Las dos apps anteriormente citadas acostumbran a ser usadas por individuos que ya tienen una idea preconcebida de ser infieles, pero existen otras que consiguen generarla en la mente de sujetos que, hasta el momento, se mantenían leales a sus parejas y no se les había pasado por la cabeza llevar a cabo este tipo de engaño.

Un claro ejemplo son las aplicaciones de redes sociales, especialmente Instagram. Tanto las chicas como los chicos que publican fotografías propias ven cómo, de vez en cuando, otros usuarios indican con un “Me gusta” el hecho de que sus inmortalizaciones han sido de su agrado, despertando un inevitable interés en los gustos de aquellas personas que están al otro lado de la pantalla del móvil.

Este aspecto incide sobretodo en los seres humanos que no cuentan precisamente con una gran autoestima, dándoles una excesiva importancia a los cumplidos digitales recibidos obsesionándose en demasía hasta incluso perder el deseo hacia la pareja, el cual pasa a ser focalizado en el otro individuo, traduciéndose dicho vínculo en un intercambio de likes y comentarios que acaba derivando en un inevitable encuentro físico.

Hasta el momento las aplicaciones comentadas no han sido creadas con el fin de mantener relaciones sexuales, pero la que será descrita a continuación sí se originó plasmando este motivo que por otra parte es totalmente respetable, siempre y cuando se lleve a cabo sin tener pareja. Es el caso de Tinder, una app que tras ser vista instalada en el smartphone de un novio o novia indica que muy probablemente se esté produciendo una infidelidad.

Y es que con este tipo de aplicaciones resulta más que sencillo iniciar conversaciones con usuarios a quienes previamente ya se han asegurado de gustarles físicamente por medio de sus respectivas fotografías, bastando con mantener algunas charlas adicionales para hablar de las preferencias de cada uno y, posteriormente, mencionar el lugar acordado para el encuentro físico que puede acabar convirtiéndose en una cita pasional.

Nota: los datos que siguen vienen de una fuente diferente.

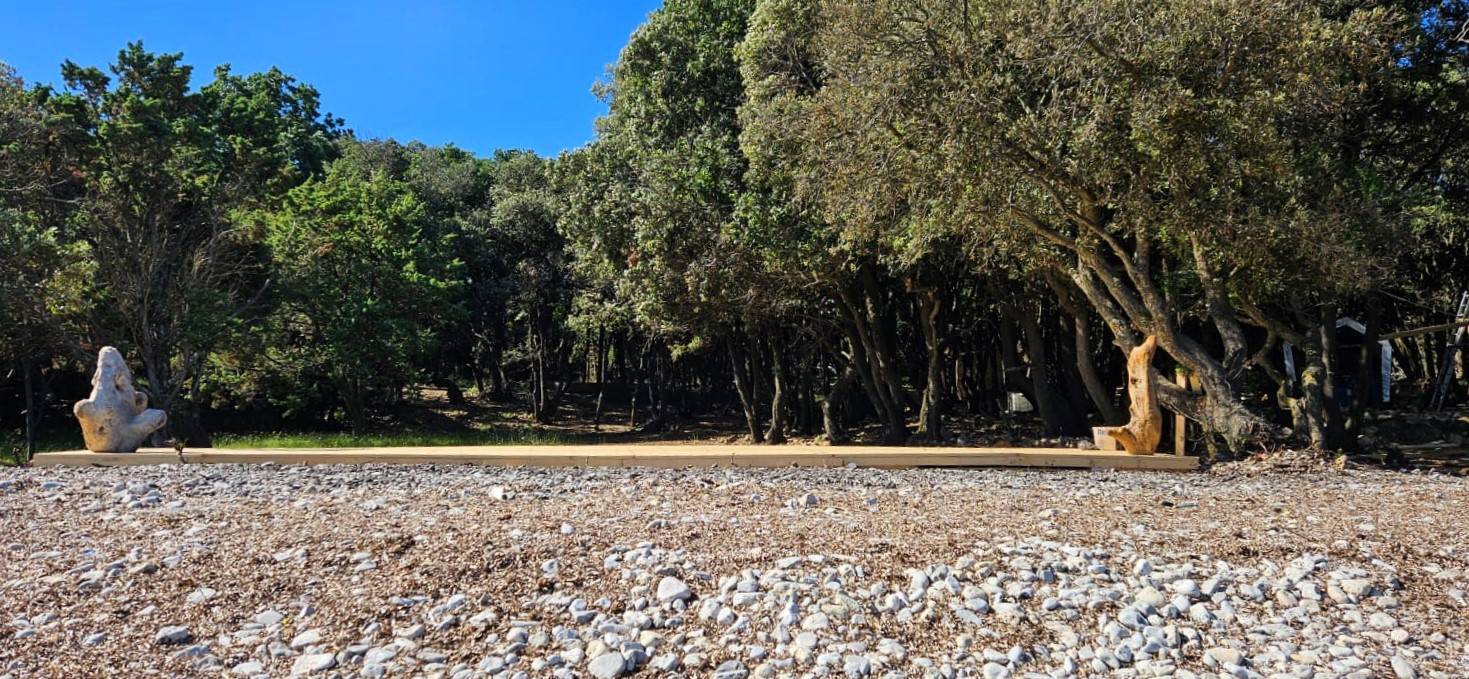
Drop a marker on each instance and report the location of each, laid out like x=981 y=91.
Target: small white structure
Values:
x=115 y=418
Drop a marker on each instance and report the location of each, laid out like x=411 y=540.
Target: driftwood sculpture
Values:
x=1145 y=429
x=116 y=418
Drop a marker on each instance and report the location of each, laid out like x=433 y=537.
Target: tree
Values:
x=1124 y=146
x=363 y=285
x=165 y=172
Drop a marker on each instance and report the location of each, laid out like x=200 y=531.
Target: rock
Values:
x=312 y=663
x=174 y=635
x=672 y=588
x=1383 y=620
x=248 y=669
x=730 y=669
x=1187 y=588
x=814 y=622
x=1224 y=656
x=115 y=418
x=607 y=666
x=200 y=595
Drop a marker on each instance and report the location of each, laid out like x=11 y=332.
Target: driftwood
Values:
x=1145 y=429
x=115 y=418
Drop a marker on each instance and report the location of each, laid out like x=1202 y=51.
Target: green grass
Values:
x=329 y=440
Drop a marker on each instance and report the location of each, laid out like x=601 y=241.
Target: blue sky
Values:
x=484 y=75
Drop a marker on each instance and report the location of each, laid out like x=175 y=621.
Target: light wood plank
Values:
x=644 y=456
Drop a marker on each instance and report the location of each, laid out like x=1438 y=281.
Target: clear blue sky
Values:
x=484 y=75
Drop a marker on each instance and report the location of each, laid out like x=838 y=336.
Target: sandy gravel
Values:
x=94 y=563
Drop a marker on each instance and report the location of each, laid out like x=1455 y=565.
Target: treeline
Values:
x=818 y=213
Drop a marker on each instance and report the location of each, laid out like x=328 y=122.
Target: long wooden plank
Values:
x=644 y=456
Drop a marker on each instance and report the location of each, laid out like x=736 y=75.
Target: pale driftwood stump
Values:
x=1145 y=429
x=115 y=418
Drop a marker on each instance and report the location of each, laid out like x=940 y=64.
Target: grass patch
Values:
x=329 y=440
x=12 y=444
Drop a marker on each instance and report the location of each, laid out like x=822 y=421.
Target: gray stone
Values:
x=115 y=418
x=200 y=595
x=307 y=638
x=607 y=666
x=730 y=669
x=312 y=663
x=673 y=590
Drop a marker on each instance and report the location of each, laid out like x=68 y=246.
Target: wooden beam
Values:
x=1427 y=329
x=642 y=456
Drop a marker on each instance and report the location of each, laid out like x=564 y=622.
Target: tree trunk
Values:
x=832 y=407
x=930 y=416
x=601 y=378
x=777 y=397
x=1145 y=429
x=744 y=388
x=876 y=369
x=31 y=416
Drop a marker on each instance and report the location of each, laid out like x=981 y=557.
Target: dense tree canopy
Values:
x=807 y=215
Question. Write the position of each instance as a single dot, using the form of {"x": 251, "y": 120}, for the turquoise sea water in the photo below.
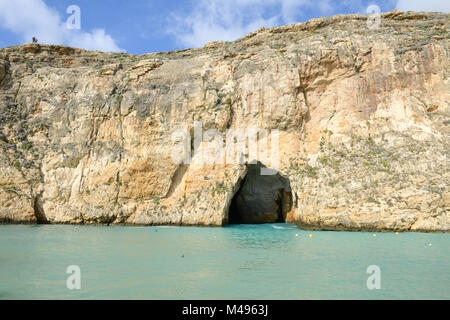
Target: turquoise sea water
{"x": 235, "y": 262}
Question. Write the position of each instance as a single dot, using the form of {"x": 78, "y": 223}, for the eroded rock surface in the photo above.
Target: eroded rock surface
{"x": 362, "y": 114}
{"x": 261, "y": 198}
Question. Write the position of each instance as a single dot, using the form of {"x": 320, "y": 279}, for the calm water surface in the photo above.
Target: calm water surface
{"x": 236, "y": 262}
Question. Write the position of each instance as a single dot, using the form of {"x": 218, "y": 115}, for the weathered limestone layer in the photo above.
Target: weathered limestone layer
{"x": 362, "y": 114}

Innegablemente los smartphones han dado pie a que cualquiera pueda iniciar conversaciones a espaldas de su pareja, provocando que el número de infidelidades vaya en aumento año tras año y las relaciones acaben quebrando incluso por la desconfianza suscitada por comportamientos mostrados ante el teléfono móvil. Es por ello que muchos usuarios se ven moralmente obligados a espiar los dispositivos ajenos para asegurarse de que en su caso el amor prevalece por encima de todo.